Mais ne s’agit-il pas là de conversions au judaïsme qui ne sont pas reconnues légalement par les plus hautes instances rabbiniques d’Israël?
Aujourd’hui, en Israël, la loi reconnaît toutes les conversions au judaïsme, aussi bien celles effectuées par des Rabbins orthodoxes que celles supervisées par des Rabbins libéraux. Depuis plusieurs années, la Cour suprême d’Israël reconnaît les conversions au judaïsme faites par des mouvements libéraux aux États-Unis. Donc, une personne convertie au judaïsme via une synagogue libérale peut faire son Aliya sans aucun problème. La Cour suprême a demandé dernièrement au Grand Rabbinat pourquoi une conversion libérale peut être acceptée pour l’Aliya et non une conversion effectuée dans la Diaspora par un Rabbin orthodoxe, mais dont le Grand Rabbinat ne reconnaît pas les compétences? Si le Grand Rabbinat d’Israël poursuit cette politique intransigeante, le résultat final sera catastrophique: au lieu de renforcer l’unité du peuple juif, celui-ci sera de plus en plus divisé et affaibli.
Comment les Israéliens perçoivent-ils le Grand Rabbinat?
Aujourd’hui, 20 % des Israéliens juifs ne veulent plus mettre les pieds dans les bureaux du Grand Rabbinat. De plus en plus d’Israéliens sont tellement écœurés par le Grand Rabbinat qu’au lieu de se révolter, ils préfèrent se cantonner dans la plus grande indifférence. Ils se disent: “On s’en fout éperdument que le Grand Rabbinat ne nous reconnaisse pas! Ça ne nous empêchera pas de continuer à vivre, à étudier, à faire notre service militaire, à tomber amoureux…” La seule réponse du Grand Rabbinat à ce grief: dresser une liste noire! C’est pathétique!
Comment les Sépharades se positionnent-ils dans ce débat?

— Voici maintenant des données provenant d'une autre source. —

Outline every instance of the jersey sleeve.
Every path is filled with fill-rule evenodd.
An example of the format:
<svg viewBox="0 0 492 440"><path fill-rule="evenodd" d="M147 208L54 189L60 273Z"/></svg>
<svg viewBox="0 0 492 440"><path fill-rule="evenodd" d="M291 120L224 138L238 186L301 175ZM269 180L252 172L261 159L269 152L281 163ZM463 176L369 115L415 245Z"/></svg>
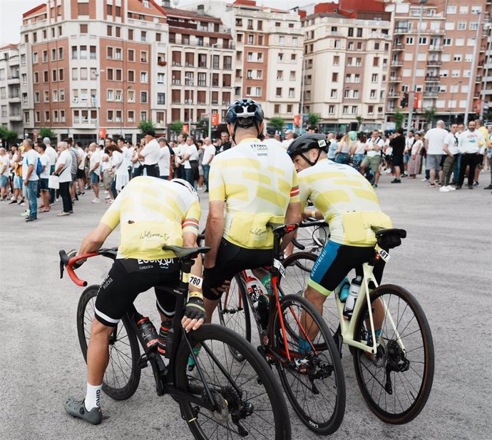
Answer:
<svg viewBox="0 0 492 440"><path fill-rule="evenodd" d="M223 202L225 200L225 184L222 173L223 160L219 160L219 159L220 157L217 157L213 160L208 175L208 192L210 202L215 200Z"/></svg>
<svg viewBox="0 0 492 440"><path fill-rule="evenodd" d="M200 218L202 215L202 208L198 200L192 203L185 215L185 220L183 221L182 227L183 232L193 232L198 235L198 224Z"/></svg>

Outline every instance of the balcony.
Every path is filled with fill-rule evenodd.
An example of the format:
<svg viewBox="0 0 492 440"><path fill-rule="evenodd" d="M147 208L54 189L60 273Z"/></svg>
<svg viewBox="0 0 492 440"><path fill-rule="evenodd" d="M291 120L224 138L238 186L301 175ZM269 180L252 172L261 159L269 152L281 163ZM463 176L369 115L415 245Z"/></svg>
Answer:
<svg viewBox="0 0 492 440"><path fill-rule="evenodd" d="M439 83L440 81L441 78L439 76L426 75L426 83Z"/></svg>
<svg viewBox="0 0 492 440"><path fill-rule="evenodd" d="M427 66L434 67L440 67L442 65L442 61L439 60L427 60Z"/></svg>

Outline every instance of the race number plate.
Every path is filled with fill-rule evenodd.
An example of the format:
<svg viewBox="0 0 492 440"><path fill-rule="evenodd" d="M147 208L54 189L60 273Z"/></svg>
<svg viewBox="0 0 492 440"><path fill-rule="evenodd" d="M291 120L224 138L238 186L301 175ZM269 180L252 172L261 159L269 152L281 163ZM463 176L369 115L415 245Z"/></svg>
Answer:
<svg viewBox="0 0 492 440"><path fill-rule="evenodd" d="M388 262L388 260L389 260L389 254L386 250L381 249L379 245L376 245L376 251L378 254L379 254L379 257L381 257L385 262Z"/></svg>
<svg viewBox="0 0 492 440"><path fill-rule="evenodd" d="M273 267L279 270L282 277L285 276L285 267L284 267L283 265L278 260L273 260Z"/></svg>

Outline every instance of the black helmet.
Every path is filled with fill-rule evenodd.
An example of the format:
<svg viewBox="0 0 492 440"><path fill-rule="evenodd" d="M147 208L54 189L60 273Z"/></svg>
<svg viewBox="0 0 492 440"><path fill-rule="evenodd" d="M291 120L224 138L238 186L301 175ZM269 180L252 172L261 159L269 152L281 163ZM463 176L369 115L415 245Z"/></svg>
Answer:
<svg viewBox="0 0 492 440"><path fill-rule="evenodd" d="M309 133L294 139L287 148L287 154L291 159L293 159L297 155L302 154L312 148L319 148L323 151L327 151L329 146L329 140L327 140L325 135ZM304 157L304 158L306 158Z"/></svg>
<svg viewBox="0 0 492 440"><path fill-rule="evenodd" d="M225 122L232 124L234 128L239 126L247 128L256 126L263 121L263 109L262 106L251 98L238 99L229 106L225 115Z"/></svg>

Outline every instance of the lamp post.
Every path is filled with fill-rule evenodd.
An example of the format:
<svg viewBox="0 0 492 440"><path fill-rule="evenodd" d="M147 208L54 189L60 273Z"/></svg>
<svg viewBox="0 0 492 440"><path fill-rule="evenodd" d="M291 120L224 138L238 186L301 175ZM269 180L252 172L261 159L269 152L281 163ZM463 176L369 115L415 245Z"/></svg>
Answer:
<svg viewBox="0 0 492 440"><path fill-rule="evenodd" d="M409 118L406 123L407 130L412 128L413 118L414 118L414 103L415 102L415 93L416 92L416 71L417 64L419 62L419 41L420 41L420 35L422 29L422 17L424 16L424 5L427 3L427 0L420 0L420 17L419 19L419 29L417 29L417 41L415 42L415 59L414 60L414 70L411 74L411 86L410 88L410 93L409 93Z"/></svg>
<svg viewBox="0 0 492 440"><path fill-rule="evenodd" d="M185 79L188 81L188 86L190 86L188 92L188 103L190 104L190 108L188 109L188 135L191 135L191 88L193 86L193 77L185 76Z"/></svg>
<svg viewBox="0 0 492 440"><path fill-rule="evenodd" d="M213 76L213 50L217 47L217 43L211 46L212 54L210 56L210 84L208 88L208 137L212 138L212 78Z"/></svg>
<svg viewBox="0 0 492 440"><path fill-rule="evenodd" d="M468 126L468 118L470 113L470 106L471 105L471 98L473 97L473 91L472 90L475 75L475 69L476 68L477 58L478 58L478 52L480 50L480 44L478 38L480 36L480 25L482 19L481 11L478 12L478 26L476 26L476 34L475 35L475 51L473 52L473 59L471 62L471 70L470 71L470 80L468 83L468 95L466 96L466 109L465 110L465 127Z"/></svg>
<svg viewBox="0 0 492 440"><path fill-rule="evenodd" d="M96 143L99 144L99 76L104 69L99 69L94 73L96 76Z"/></svg>

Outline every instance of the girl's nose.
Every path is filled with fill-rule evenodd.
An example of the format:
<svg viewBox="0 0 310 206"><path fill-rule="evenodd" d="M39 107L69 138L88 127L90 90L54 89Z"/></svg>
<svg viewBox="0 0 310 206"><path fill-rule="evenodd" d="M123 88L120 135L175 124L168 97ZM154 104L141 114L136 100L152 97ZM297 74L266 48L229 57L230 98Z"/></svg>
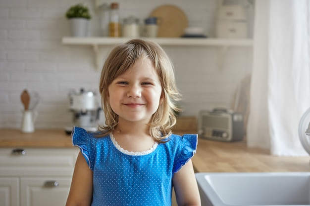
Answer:
<svg viewBox="0 0 310 206"><path fill-rule="evenodd" d="M128 97L141 97L141 90L140 87L136 85L129 87L127 95Z"/></svg>

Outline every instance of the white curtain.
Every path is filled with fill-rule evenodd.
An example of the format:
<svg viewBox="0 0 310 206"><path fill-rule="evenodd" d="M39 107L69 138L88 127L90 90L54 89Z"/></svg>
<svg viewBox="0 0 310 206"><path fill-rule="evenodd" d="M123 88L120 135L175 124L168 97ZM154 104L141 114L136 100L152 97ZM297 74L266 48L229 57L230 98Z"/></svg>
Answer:
<svg viewBox="0 0 310 206"><path fill-rule="evenodd" d="M256 1L249 147L304 156L298 125L310 107L310 1Z"/></svg>

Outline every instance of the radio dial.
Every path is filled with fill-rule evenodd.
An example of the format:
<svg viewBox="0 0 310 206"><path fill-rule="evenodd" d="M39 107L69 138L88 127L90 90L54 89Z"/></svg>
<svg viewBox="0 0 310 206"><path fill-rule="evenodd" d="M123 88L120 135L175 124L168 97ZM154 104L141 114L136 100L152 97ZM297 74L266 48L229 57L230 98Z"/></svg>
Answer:
<svg viewBox="0 0 310 206"><path fill-rule="evenodd" d="M226 132L223 132L222 133L222 138L224 139L227 139L228 137L228 134Z"/></svg>

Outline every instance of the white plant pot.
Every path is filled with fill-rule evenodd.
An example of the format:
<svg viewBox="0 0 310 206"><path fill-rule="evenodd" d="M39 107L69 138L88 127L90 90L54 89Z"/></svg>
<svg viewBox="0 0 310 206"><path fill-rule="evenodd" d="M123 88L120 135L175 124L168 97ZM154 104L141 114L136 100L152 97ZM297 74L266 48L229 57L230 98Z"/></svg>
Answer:
<svg viewBox="0 0 310 206"><path fill-rule="evenodd" d="M73 18L69 19L71 35L72 37L88 36L90 21L84 18Z"/></svg>

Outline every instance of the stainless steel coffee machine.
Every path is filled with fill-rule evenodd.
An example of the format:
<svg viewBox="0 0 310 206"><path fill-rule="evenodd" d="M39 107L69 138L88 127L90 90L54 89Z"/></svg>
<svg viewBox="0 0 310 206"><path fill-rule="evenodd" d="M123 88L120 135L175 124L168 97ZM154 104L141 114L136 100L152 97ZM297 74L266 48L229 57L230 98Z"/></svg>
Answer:
<svg viewBox="0 0 310 206"><path fill-rule="evenodd" d="M72 124L65 128L66 132L71 133L73 126L82 127L89 132L97 131L102 109L96 93L82 88L79 91L71 91L69 99Z"/></svg>

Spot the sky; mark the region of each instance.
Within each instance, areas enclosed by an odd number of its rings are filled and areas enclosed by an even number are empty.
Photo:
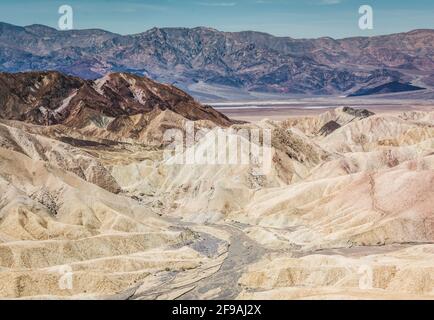
[[[134,34],[153,27],[206,26],[276,36],[373,36],[434,29],[433,0],[0,0],[0,21],[58,28],[61,5],[74,28]],[[359,28],[359,7],[373,8],[374,28]]]

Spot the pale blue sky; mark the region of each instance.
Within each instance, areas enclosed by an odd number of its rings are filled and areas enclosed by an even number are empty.
[[[434,29],[433,0],[0,0],[0,21],[57,27],[60,5],[74,9],[74,27],[121,34],[152,27],[207,26],[311,38],[370,36]],[[374,9],[374,30],[358,28],[358,8]]]

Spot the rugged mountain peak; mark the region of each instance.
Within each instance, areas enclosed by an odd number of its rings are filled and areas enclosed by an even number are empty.
[[[0,73],[0,117],[39,125],[81,127],[95,117],[117,118],[171,110],[189,120],[232,122],[178,88],[128,73],[95,81],[59,72]]]

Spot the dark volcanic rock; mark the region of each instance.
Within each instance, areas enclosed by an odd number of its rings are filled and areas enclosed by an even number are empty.
[[[394,93],[394,92],[407,92],[407,91],[418,91],[425,90],[425,88],[416,87],[408,83],[400,83],[398,81],[389,82],[374,88],[363,88],[359,89],[353,94],[350,94],[350,97],[358,97],[358,96],[368,96],[374,94],[384,94],[384,93]]]
[[[341,127],[341,125],[339,123],[332,120],[332,121],[329,121],[325,125],[322,126],[322,128],[319,130],[319,134],[324,135],[324,136],[328,136],[329,134],[338,130],[340,127]]]
[[[96,81],[59,72],[0,73],[0,118],[38,125],[82,127],[93,118],[128,117],[171,110],[189,120],[232,124],[178,88],[148,78],[114,73]]]
[[[364,119],[364,118],[368,118],[368,117],[372,117],[373,115],[375,115],[375,113],[366,110],[366,109],[354,109],[351,107],[344,107],[342,109],[342,111],[356,117],[356,118],[360,118],[360,119]]]

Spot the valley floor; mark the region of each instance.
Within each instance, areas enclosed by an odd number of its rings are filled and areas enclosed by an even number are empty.
[[[165,161],[167,110],[134,137],[2,120],[0,296],[434,299],[433,107],[283,108],[225,109],[271,119],[236,125],[272,131],[263,176]]]

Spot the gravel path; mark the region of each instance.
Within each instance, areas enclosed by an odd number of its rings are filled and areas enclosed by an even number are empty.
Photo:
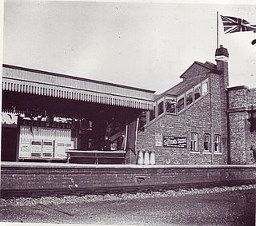
[[[106,194],[106,195],[85,195],[85,196],[42,196],[40,198],[19,197],[13,199],[0,199],[0,208],[3,206],[34,206],[37,204],[76,204],[83,202],[101,202],[114,200],[128,200],[134,199],[156,198],[156,197],[179,197],[188,195],[219,193],[225,192],[246,191],[256,189],[256,184],[215,187],[211,188],[191,188],[180,190],[169,190],[166,192],[138,192],[136,194]]]

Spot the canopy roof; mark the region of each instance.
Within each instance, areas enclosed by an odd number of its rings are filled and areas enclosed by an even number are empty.
[[[154,93],[10,65],[2,65],[2,89],[144,110],[153,109]]]

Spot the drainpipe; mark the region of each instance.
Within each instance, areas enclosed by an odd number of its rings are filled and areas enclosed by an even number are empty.
[[[230,150],[230,113],[228,109],[230,108],[230,99],[229,99],[229,92],[226,91],[226,136],[227,136],[227,165],[231,165],[231,150]]]

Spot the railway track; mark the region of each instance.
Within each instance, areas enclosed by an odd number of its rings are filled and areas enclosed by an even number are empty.
[[[17,163],[1,167],[1,197],[135,193],[256,184],[255,165],[86,165]]]

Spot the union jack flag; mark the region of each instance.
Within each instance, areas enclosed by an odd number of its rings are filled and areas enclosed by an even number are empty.
[[[223,22],[225,34],[251,30],[256,32],[256,25],[251,25],[245,19],[222,15],[221,18]]]

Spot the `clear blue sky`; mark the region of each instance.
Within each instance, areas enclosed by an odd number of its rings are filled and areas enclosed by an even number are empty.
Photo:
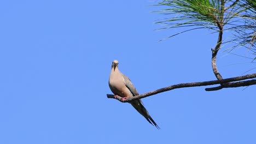
[[[2,1],[0,143],[256,143],[255,86],[142,99],[160,130],[130,104],[107,98],[115,59],[140,93],[216,80],[216,35],[199,30],[158,42],[182,29],[154,31],[162,27],[154,24],[162,16],[150,13],[161,8],[147,7],[155,4]],[[217,64],[224,78],[255,67],[223,46]],[[243,50],[236,51],[249,55]]]

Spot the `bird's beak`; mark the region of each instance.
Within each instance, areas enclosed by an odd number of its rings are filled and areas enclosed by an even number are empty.
[[[115,68],[117,67],[117,64],[114,64],[114,71],[115,71]]]

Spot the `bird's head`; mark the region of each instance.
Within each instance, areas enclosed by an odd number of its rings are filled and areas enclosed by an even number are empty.
[[[112,62],[112,68],[114,68],[114,71],[115,70],[115,68],[118,68],[118,60],[114,60]]]

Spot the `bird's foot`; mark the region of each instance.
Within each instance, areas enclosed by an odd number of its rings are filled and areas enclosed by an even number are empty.
[[[119,97],[119,95],[117,95],[117,94],[114,95],[114,98],[115,99],[117,99],[117,97]]]
[[[122,100],[123,102],[124,102],[124,100],[125,100],[127,98],[129,98],[128,97],[124,97],[124,98],[121,98],[121,100]]]

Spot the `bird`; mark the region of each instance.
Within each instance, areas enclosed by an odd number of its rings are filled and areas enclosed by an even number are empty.
[[[139,93],[131,80],[118,69],[118,61],[114,60],[108,80],[108,85],[114,97],[119,95],[124,100],[131,97],[138,95]],[[149,123],[160,129],[159,127],[151,117],[141,99],[129,102]]]

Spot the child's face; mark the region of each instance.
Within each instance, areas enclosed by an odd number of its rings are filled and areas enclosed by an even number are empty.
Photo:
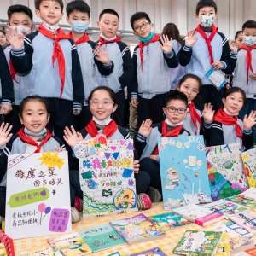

Les Sépharades doivent impérativement renouer avec leurs vraies racines identitaires et spirituelles. Les Sépharadim d’Afrique du Nord sont les héritiers d’un judaïsme modéré, inclusif et tolérant qui a toujours lié l’étude de la Torah à l’éducation et à la science. Le Séphardisme est l’antithèse du judaïsme renfermé et exclusionniste prôné par l’orthodoxie lituanienne. C’est la raison pour laquelle j’ai quitté le parti Shass, qui n’est pas un parti sépharade mais foncièrement lituanien. Nous, Sépharades, nous savons de quel monde nous venons et quelles sont nos racines identitaires. Le monde sépharade haredi a emprunté la sinistre voie de l’extrémisme. Pourquoi un Sépharade devrait-il changer ses coutumes, ses habits, sa manière de parler, de prier et d’étudier la Torah?
Le Sépharade doit rester Sépharade, il n’a rien à aller chercher dans des mouvements orthodoxes non sépharades, avec tout le respect que j’ai pour les Ashkénazes, les Lituaniens, le Chabad, les Breslev… Que les choses soient claires: nous, Sépharades, ne sommes pas Chabad, ni Breslev, ni Lituaniens, ni Ashkénazes… Nous sommes des Sépharades avec nos coutumes et nos traditions millénaires!